Dans le mutant swaying, qui exprime une forme tronquée de Wnt-1, la limite mésencéphalo-métencéphalique est moins nette et on retrouve des cellules du mésencéphale, marquées par le gène Otx2, dans le métencéphale et vice-versa.
Développement du Système Nerveux Périphérique et Central
Différenciation des Cellules Gliales
Les cellules gliales qui composent le SNP (cellules de Schwann et cellules satellites des ganglions nerveux) sont radicalement différentes de celles qui constituent le SNC (astrocytes, oligodendrocytes et cellules microgliales). Néanmoins, il est important de noter que les axones périphériques peuvent provenir de cellules du SNC (ex : motoneurones) ou que des axones de cellules périphériques peuvent cheminer dans le SNC (ex : axones sensitifs issus des cellules des ganglions de la racine dorsale).
Ainsi des anomalies des régions centrales peuvent donner des signes cliniques généralement associés à des anomalies du SNP (l'exemple typique est l'atteinte de la corne ventrale de la moelle spinale qui génère un déficit moteur de type périphérique).

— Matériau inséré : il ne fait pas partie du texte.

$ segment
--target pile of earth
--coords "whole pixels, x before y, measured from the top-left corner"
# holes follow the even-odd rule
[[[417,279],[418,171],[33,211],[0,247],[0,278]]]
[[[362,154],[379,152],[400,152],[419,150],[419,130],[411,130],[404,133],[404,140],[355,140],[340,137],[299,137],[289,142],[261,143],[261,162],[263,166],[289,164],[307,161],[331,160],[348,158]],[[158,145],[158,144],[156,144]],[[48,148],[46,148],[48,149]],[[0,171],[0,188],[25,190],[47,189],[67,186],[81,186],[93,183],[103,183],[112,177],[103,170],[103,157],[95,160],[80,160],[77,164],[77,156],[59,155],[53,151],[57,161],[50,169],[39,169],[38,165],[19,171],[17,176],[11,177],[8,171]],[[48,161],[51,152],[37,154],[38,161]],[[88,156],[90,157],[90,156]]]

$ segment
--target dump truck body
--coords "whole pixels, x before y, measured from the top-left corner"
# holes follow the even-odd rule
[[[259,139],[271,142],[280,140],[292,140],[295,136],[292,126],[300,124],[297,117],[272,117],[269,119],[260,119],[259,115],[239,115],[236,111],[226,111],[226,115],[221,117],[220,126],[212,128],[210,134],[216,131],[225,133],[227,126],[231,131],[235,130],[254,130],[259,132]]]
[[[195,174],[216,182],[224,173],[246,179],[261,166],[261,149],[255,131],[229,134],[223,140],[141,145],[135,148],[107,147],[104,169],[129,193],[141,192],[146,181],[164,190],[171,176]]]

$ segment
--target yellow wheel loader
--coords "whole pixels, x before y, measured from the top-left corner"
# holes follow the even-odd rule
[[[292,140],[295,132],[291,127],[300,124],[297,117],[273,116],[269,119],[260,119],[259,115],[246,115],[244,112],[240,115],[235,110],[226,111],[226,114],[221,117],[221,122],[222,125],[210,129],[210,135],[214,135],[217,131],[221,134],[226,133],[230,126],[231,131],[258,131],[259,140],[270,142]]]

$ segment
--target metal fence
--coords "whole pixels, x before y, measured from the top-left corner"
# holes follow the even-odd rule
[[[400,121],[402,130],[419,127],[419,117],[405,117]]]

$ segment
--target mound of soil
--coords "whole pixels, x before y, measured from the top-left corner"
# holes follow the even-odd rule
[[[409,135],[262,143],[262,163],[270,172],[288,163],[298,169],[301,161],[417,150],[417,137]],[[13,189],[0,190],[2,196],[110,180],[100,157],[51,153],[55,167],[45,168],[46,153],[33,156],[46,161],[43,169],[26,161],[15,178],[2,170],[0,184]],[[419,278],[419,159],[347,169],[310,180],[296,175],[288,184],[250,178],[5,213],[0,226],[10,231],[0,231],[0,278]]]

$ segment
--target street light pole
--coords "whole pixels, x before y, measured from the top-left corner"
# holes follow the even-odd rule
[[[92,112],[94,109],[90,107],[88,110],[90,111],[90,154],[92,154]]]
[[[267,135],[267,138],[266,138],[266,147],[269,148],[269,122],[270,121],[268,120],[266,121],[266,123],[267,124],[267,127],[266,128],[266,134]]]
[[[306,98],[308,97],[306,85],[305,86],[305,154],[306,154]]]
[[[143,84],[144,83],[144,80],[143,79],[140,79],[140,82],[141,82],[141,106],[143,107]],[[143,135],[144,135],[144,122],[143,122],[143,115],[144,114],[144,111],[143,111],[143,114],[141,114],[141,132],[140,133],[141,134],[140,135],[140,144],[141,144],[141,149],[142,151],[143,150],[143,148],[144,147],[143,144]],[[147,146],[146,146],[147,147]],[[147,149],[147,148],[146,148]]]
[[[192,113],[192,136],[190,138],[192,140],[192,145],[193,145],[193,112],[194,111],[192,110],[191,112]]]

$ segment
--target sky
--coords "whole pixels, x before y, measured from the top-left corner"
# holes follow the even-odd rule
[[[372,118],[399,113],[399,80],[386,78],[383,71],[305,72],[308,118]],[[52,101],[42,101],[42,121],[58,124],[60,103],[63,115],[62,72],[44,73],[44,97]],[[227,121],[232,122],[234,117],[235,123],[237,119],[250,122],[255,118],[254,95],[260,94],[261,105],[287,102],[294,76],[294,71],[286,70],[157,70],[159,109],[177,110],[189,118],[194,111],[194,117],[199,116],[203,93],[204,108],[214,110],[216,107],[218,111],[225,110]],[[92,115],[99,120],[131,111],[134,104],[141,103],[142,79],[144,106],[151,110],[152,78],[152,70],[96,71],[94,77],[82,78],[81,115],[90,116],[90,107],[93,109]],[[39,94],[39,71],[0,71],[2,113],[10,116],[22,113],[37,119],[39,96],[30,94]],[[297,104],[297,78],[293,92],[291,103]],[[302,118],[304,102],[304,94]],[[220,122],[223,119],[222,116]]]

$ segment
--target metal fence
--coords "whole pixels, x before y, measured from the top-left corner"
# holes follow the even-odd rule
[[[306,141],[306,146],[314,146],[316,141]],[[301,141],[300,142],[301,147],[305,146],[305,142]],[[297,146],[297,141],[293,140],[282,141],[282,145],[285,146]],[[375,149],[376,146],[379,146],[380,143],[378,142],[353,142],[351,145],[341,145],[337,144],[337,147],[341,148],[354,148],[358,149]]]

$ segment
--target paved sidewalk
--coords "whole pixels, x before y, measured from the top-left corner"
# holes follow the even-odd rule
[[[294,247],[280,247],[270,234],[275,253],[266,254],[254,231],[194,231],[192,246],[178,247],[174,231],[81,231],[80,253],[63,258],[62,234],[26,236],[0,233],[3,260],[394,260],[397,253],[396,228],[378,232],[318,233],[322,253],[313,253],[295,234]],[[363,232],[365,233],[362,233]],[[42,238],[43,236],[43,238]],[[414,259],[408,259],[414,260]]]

Origine et Migration des Neurones Périphériques
Les motoneurones périphériques, comme les neurones végétatifs de projection issus de la moelle spinale, naissent dans le tube neural. Leurs axones grandissent et quittent le tube, ils forment alors la racine ventrale des nerfs spinaux. Ces axones ne peuvent migrer qu'au niveau du sclérotome issu de l'hémisomite rostral. Le sclérotome issu de l'hémisomite caudal est imperméable pour la croissance des axones. De ce fait, les neurones de projection du système nerveux périphérique, même s'ils sont produits tout au long de l'axe antéropostérieur, forment des racines distinctes séparées les unes des autres.
Les ganglions du SNP sont générés par des cellules issues du toit du tube neural. Ce toit subit une transformation radicale : certaines de ses cellules s'engagent dans un processus de transition épithéliomésenchymateuse. Elles peuvent migrer selon trois voies : la voie sous-ectodermique, la voie somitique et la voie ventrale.
Développement du Cervelet
Le cervelet dérive du tube neural et plus précisément du premier rhombomère (c.-à-d. la région la plus rostrale du métencéphale). Il est initialement présent sous la forme de deux ébauches séparées par la ligne médiodorsale. La polarité antéropostérieure initiale de ces ébauches correspond à la future polarité médiolatérale du cervelet.
Le tube neural de la région rhombomérique se déforme à la suite du développement de l'ébauche du 4e ventricule qui prend la forme d'un losange. Cette déformation conduit à une bascule des ébauches cérébelleuses, leurs régions initialement rostrales devenant plus médianes. L'évolution de ce mouvement morphogénétique conduit à la fusion des régions médianes.